Avvistata una sagoma a 16 metri di profondità nelle acqua di Santa Maria La Scala: riprese le operazioni da parte dei sommozzatori, si continua a sperare e cercare Enrico.

Sono praticamente riprese le ricerche sul fondale nei pressi di Santa Maria La Scala, dove la Fiat Panda verde di Enrico, della fidanzata Margherita e dell’amico Lorenzo è finita in mare. Sebbene le salme di quest’ultimi due erano già state riportate in terra ferma, all’appello manca ancora Enrico Cordella, 22enne che si trovava in macchina e di cui si sono perse le tracce.
Fino a poche ore fa, però, quando dei sommozzatori privati hanno individuato una sagoma ad una profondità di 16 metri a largo di Santa Maria La Scala; avvertite subito le forze dell’ordine e i parenti, sono immediatamente riprese le ricerche da parte dei sommozzatori dei Vigili del Fuoco e di alcuni privati che continuano a scandagliare la zona.
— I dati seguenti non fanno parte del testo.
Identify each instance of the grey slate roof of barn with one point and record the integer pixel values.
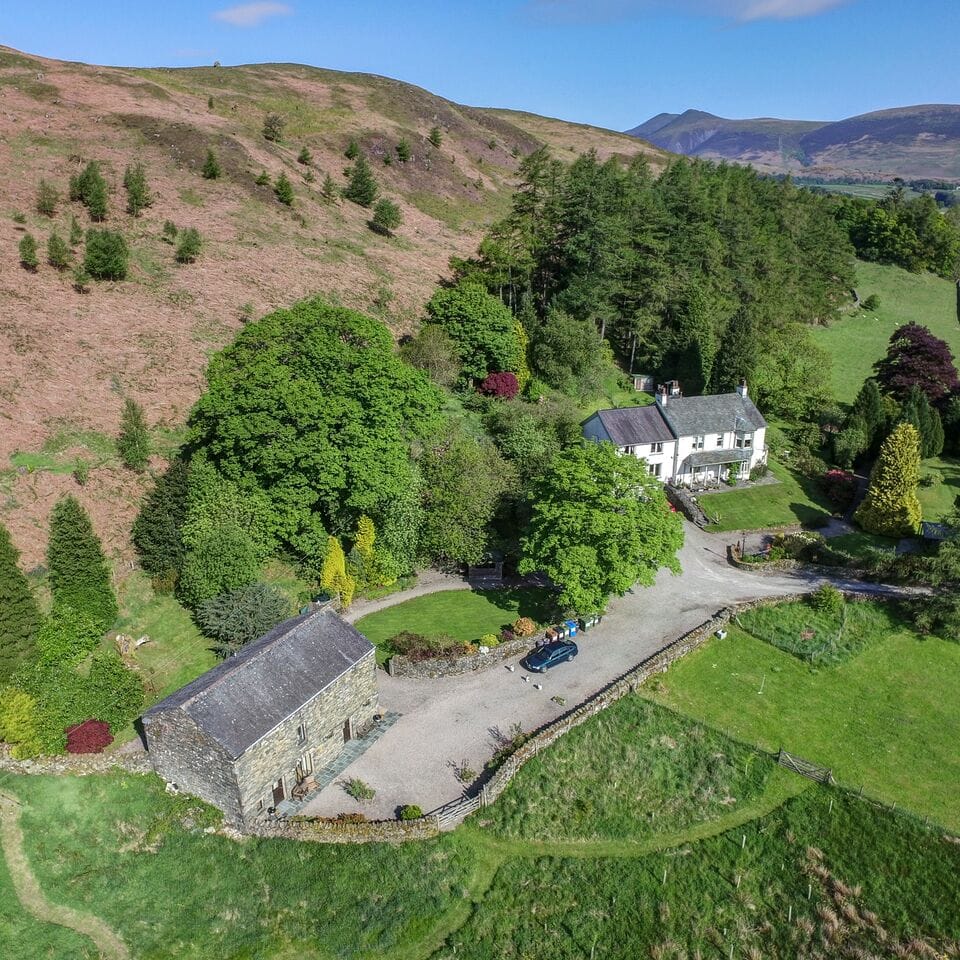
(691, 416)
(246, 696)
(631, 425)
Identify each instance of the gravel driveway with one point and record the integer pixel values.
(448, 721)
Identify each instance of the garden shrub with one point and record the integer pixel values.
(91, 736)
(524, 627)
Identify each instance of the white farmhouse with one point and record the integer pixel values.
(687, 440)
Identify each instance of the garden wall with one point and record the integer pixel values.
(399, 666)
(76, 764)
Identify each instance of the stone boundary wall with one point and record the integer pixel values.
(400, 666)
(788, 563)
(75, 764)
(322, 830)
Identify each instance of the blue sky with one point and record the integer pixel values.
(609, 62)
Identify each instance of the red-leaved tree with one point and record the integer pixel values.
(502, 385)
(91, 736)
(916, 358)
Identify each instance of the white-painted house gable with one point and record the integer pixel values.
(687, 440)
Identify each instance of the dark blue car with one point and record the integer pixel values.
(549, 655)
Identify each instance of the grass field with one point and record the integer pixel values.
(706, 873)
(886, 719)
(855, 343)
(462, 614)
(938, 501)
(796, 499)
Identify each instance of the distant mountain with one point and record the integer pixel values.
(917, 142)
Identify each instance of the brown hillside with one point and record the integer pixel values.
(67, 359)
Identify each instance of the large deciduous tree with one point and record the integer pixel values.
(891, 506)
(78, 572)
(599, 524)
(20, 617)
(916, 358)
(311, 409)
(481, 328)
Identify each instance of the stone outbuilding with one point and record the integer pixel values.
(247, 733)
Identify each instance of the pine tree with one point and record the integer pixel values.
(47, 199)
(138, 193)
(58, 253)
(211, 167)
(284, 189)
(329, 188)
(76, 231)
(28, 252)
(891, 506)
(78, 573)
(362, 187)
(20, 617)
(133, 444)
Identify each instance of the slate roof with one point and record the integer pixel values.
(246, 696)
(631, 425)
(691, 416)
(702, 458)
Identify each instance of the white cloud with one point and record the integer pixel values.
(741, 10)
(252, 14)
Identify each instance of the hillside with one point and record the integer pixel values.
(919, 142)
(68, 359)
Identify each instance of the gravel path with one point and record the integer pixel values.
(452, 721)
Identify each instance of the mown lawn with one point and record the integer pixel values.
(939, 500)
(461, 614)
(856, 342)
(886, 718)
(796, 499)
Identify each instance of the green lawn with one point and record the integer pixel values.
(938, 501)
(886, 719)
(796, 499)
(856, 342)
(462, 614)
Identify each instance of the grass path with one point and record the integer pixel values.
(31, 896)
(493, 853)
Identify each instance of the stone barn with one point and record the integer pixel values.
(250, 731)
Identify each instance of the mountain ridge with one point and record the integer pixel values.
(918, 141)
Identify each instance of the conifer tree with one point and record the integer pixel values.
(58, 253)
(211, 167)
(284, 190)
(47, 199)
(79, 576)
(28, 252)
(133, 444)
(138, 193)
(20, 617)
(329, 188)
(362, 187)
(891, 506)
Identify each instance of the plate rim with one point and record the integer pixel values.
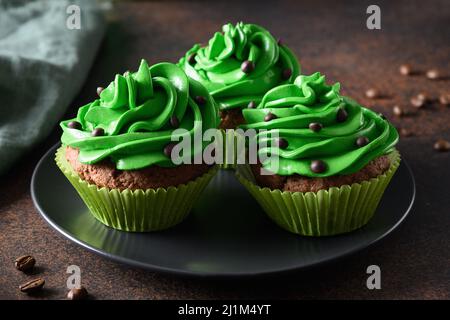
(180, 272)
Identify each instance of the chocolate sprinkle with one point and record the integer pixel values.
(247, 66)
(318, 166)
(74, 125)
(269, 116)
(315, 126)
(97, 132)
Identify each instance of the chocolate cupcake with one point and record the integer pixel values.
(119, 155)
(238, 66)
(329, 159)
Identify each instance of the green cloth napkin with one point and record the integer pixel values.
(43, 64)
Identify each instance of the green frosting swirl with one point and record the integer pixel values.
(218, 65)
(309, 100)
(135, 111)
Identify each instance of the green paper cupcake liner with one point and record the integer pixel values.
(136, 210)
(323, 213)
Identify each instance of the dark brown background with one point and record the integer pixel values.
(327, 37)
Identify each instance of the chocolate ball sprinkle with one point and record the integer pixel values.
(99, 90)
(362, 141)
(315, 126)
(269, 116)
(97, 132)
(281, 143)
(247, 66)
(174, 122)
(191, 59)
(74, 125)
(318, 166)
(200, 99)
(341, 115)
(251, 105)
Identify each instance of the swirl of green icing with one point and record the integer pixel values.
(137, 112)
(338, 123)
(218, 65)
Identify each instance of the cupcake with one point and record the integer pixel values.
(327, 159)
(238, 66)
(119, 152)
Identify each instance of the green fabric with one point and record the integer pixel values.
(42, 67)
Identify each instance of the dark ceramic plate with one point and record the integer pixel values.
(227, 233)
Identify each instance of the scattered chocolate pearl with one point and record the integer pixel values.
(269, 116)
(74, 125)
(191, 58)
(398, 111)
(286, 74)
(168, 149)
(444, 99)
(97, 132)
(247, 66)
(433, 74)
(341, 115)
(442, 145)
(372, 93)
(281, 143)
(251, 105)
(77, 294)
(405, 69)
(99, 90)
(362, 141)
(200, 99)
(315, 126)
(174, 122)
(318, 166)
(405, 132)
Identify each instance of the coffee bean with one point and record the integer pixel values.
(442, 145)
(269, 116)
(168, 149)
(372, 93)
(247, 66)
(341, 115)
(97, 132)
(74, 125)
(286, 74)
(77, 294)
(398, 111)
(362, 141)
(405, 132)
(433, 74)
(174, 122)
(25, 263)
(318, 166)
(444, 99)
(191, 59)
(281, 143)
(32, 286)
(315, 126)
(200, 100)
(405, 69)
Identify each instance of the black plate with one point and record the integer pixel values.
(227, 233)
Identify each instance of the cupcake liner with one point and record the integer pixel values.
(323, 213)
(136, 210)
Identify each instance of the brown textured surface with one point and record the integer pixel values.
(298, 183)
(106, 175)
(329, 37)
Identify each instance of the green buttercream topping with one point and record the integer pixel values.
(310, 100)
(135, 112)
(218, 65)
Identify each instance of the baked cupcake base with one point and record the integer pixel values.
(136, 210)
(328, 212)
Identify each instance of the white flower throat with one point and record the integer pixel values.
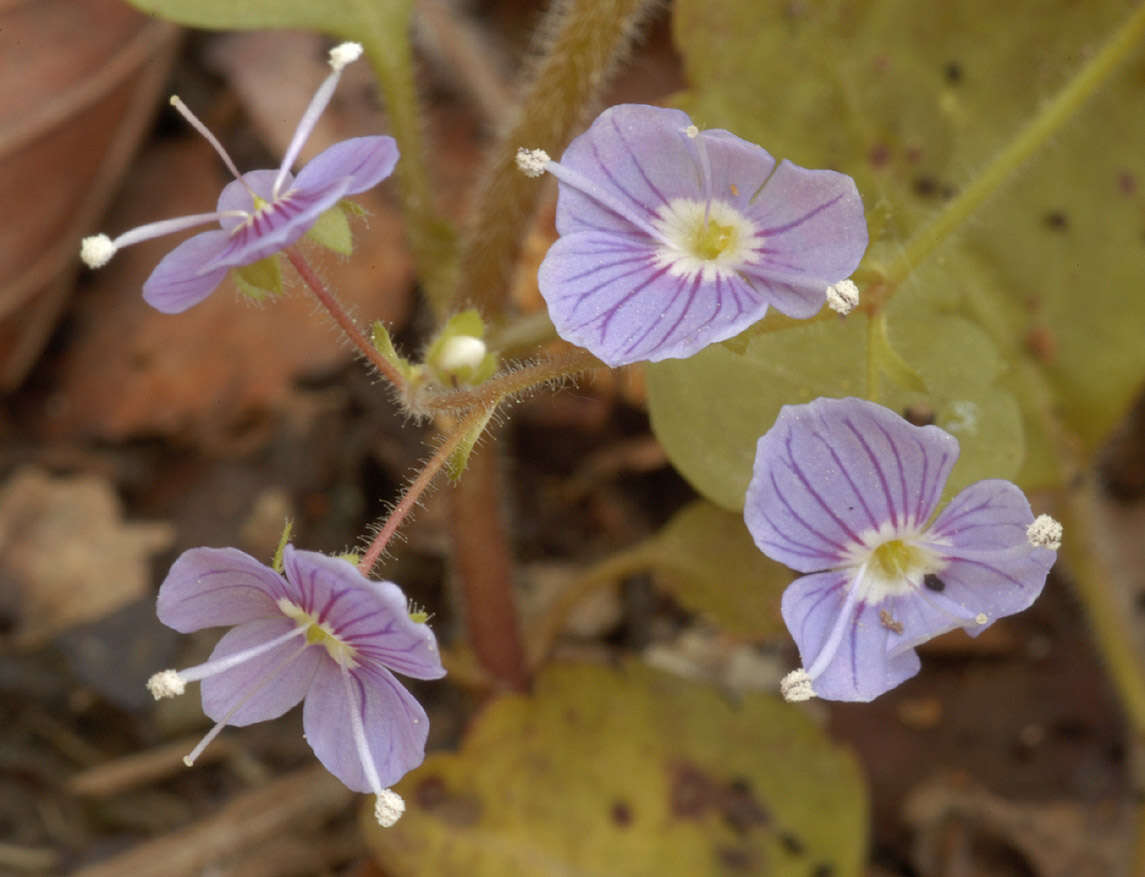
(707, 237)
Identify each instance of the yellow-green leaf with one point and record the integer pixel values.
(624, 772)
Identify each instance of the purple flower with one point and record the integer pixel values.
(322, 632)
(261, 212)
(674, 238)
(845, 490)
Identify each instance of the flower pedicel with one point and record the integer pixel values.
(844, 490)
(320, 631)
(673, 238)
(260, 212)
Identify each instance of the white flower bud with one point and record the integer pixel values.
(843, 297)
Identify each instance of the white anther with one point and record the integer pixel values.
(345, 53)
(843, 297)
(460, 353)
(1044, 532)
(166, 684)
(96, 251)
(531, 162)
(388, 808)
(796, 686)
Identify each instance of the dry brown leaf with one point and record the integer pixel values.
(69, 554)
(215, 373)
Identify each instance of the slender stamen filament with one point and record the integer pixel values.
(220, 665)
(194, 121)
(190, 757)
(842, 622)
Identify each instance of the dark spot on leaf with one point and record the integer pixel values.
(735, 859)
(933, 583)
(879, 155)
(693, 791)
(622, 813)
(918, 413)
(792, 844)
(931, 187)
(742, 811)
(1041, 344)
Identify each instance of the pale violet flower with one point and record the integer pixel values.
(321, 632)
(260, 212)
(845, 490)
(672, 238)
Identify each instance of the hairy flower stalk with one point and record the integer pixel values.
(318, 632)
(673, 238)
(844, 490)
(260, 212)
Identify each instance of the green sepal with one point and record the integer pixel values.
(260, 281)
(457, 461)
(381, 341)
(332, 230)
(466, 323)
(287, 529)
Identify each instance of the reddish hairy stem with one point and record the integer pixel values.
(413, 492)
(484, 568)
(344, 320)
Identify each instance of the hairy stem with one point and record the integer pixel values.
(484, 569)
(416, 489)
(586, 38)
(344, 320)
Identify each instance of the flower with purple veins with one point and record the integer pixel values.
(845, 490)
(672, 238)
(260, 212)
(320, 631)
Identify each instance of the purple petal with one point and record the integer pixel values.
(394, 723)
(812, 234)
(267, 685)
(642, 157)
(276, 226)
(365, 160)
(371, 616)
(612, 295)
(210, 587)
(179, 282)
(993, 568)
(865, 663)
(831, 473)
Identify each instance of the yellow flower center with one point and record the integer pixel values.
(318, 633)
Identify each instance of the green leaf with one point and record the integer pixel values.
(709, 411)
(342, 17)
(705, 558)
(613, 773)
(260, 281)
(332, 230)
(911, 101)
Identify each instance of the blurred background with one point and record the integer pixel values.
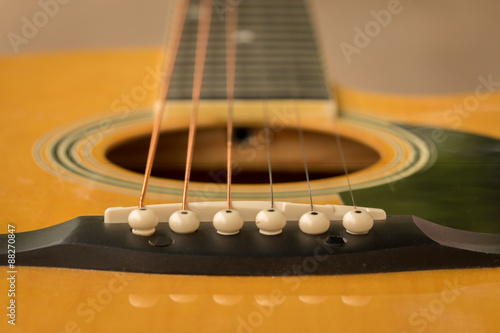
(421, 47)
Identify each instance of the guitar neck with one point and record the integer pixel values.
(277, 56)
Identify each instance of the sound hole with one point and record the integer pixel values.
(249, 155)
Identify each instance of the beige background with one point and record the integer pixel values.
(431, 46)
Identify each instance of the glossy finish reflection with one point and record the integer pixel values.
(435, 301)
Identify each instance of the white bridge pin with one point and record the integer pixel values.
(314, 223)
(143, 221)
(228, 222)
(270, 221)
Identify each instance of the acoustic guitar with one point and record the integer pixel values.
(76, 130)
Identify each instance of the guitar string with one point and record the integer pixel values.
(231, 30)
(169, 57)
(267, 131)
(204, 20)
(303, 149)
(342, 158)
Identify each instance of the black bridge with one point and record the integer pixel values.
(401, 243)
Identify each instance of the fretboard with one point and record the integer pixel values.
(277, 56)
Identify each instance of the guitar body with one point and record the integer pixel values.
(47, 96)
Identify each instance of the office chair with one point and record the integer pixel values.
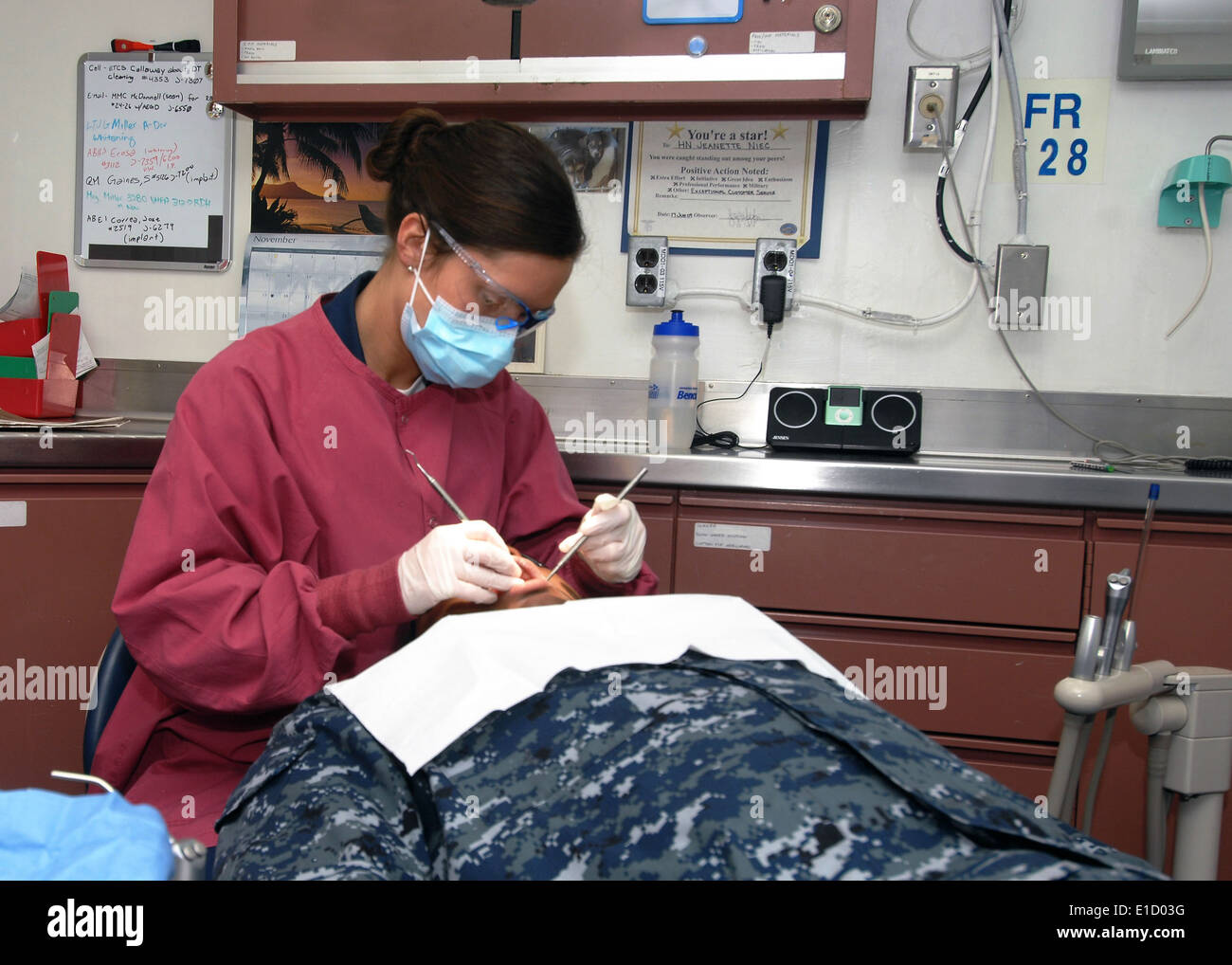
(115, 667)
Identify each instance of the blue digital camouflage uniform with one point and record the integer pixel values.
(697, 769)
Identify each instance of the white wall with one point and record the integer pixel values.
(875, 251)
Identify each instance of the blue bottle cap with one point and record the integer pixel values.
(677, 325)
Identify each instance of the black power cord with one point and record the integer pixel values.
(943, 177)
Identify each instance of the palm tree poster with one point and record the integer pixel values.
(309, 177)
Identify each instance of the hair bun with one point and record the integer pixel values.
(402, 140)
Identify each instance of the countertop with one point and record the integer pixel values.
(1040, 481)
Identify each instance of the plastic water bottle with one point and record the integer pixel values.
(672, 399)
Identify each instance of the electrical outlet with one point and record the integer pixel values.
(932, 94)
(1022, 279)
(775, 257)
(647, 282)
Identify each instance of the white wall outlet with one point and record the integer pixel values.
(647, 282)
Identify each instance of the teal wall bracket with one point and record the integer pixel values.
(1178, 201)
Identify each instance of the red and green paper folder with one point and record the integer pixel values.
(21, 391)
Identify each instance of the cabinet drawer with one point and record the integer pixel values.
(658, 512)
(936, 562)
(60, 572)
(945, 682)
(1023, 768)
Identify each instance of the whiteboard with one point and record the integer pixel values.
(154, 164)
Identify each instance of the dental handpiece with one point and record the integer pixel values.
(1117, 596)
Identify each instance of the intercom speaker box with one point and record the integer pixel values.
(845, 418)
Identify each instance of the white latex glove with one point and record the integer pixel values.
(616, 538)
(466, 559)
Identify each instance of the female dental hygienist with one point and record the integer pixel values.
(286, 538)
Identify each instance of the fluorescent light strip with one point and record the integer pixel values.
(670, 68)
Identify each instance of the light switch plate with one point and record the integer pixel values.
(1022, 280)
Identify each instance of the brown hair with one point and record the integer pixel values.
(492, 185)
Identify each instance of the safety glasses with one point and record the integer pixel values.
(528, 319)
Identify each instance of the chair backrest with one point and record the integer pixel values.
(115, 667)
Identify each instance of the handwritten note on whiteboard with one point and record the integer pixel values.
(154, 167)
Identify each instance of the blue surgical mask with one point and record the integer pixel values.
(454, 348)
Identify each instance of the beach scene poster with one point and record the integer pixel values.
(309, 177)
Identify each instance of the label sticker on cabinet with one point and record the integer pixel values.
(785, 41)
(725, 537)
(266, 49)
(12, 513)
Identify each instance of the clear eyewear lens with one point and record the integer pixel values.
(529, 321)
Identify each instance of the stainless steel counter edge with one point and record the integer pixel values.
(136, 445)
(924, 477)
(962, 423)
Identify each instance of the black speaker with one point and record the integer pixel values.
(845, 418)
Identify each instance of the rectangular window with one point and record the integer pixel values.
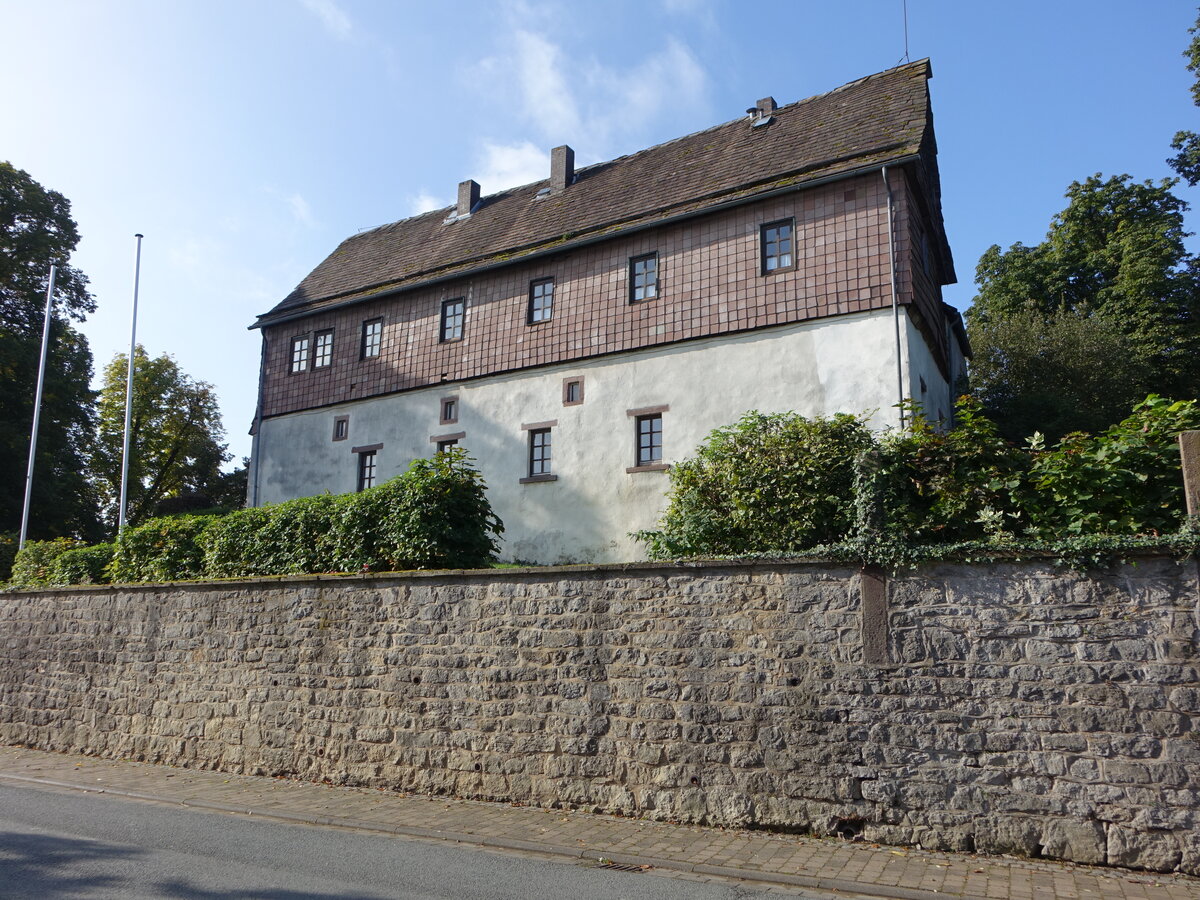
(541, 300)
(777, 246)
(539, 453)
(372, 339)
(300, 353)
(649, 439)
(453, 315)
(366, 469)
(573, 391)
(643, 277)
(323, 349)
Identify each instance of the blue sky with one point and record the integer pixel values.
(245, 138)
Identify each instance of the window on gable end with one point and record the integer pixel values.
(454, 313)
(323, 348)
(643, 277)
(541, 300)
(778, 246)
(300, 353)
(372, 339)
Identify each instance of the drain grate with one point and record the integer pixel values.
(622, 867)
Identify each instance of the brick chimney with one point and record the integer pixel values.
(468, 196)
(562, 167)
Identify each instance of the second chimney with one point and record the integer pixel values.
(562, 167)
(468, 196)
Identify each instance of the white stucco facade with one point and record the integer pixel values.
(839, 364)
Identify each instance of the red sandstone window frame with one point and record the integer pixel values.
(371, 340)
(575, 383)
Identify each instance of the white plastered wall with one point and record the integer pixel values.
(844, 364)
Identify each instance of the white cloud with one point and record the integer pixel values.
(599, 109)
(502, 166)
(331, 16)
(300, 210)
(544, 88)
(425, 202)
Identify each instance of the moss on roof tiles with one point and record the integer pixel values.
(867, 121)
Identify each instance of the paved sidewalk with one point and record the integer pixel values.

“Sento che mio figlio ha freddo, voglio che mio figlio torni a casa. Madonnina del mare, riportami Enrico“, è il grido straziante della mamma Antonella, che chiede alle istituzioni di non lasciarla sola e di tentare ancora le ricerche. Già lo scorso 28 febbraio era stata avvistata una sagoma, senza che però la notizia fosse realmente fondata. Si continua a cercare e sperare, nell’attesa che Enrico possa essere riconsegnato ai suoi cari in terra ferma.
Aggiornamento – Pare si sia trattato anche in questo caso di un falso allarme, in quanto trattasi di indumenti posti nel fondale marino.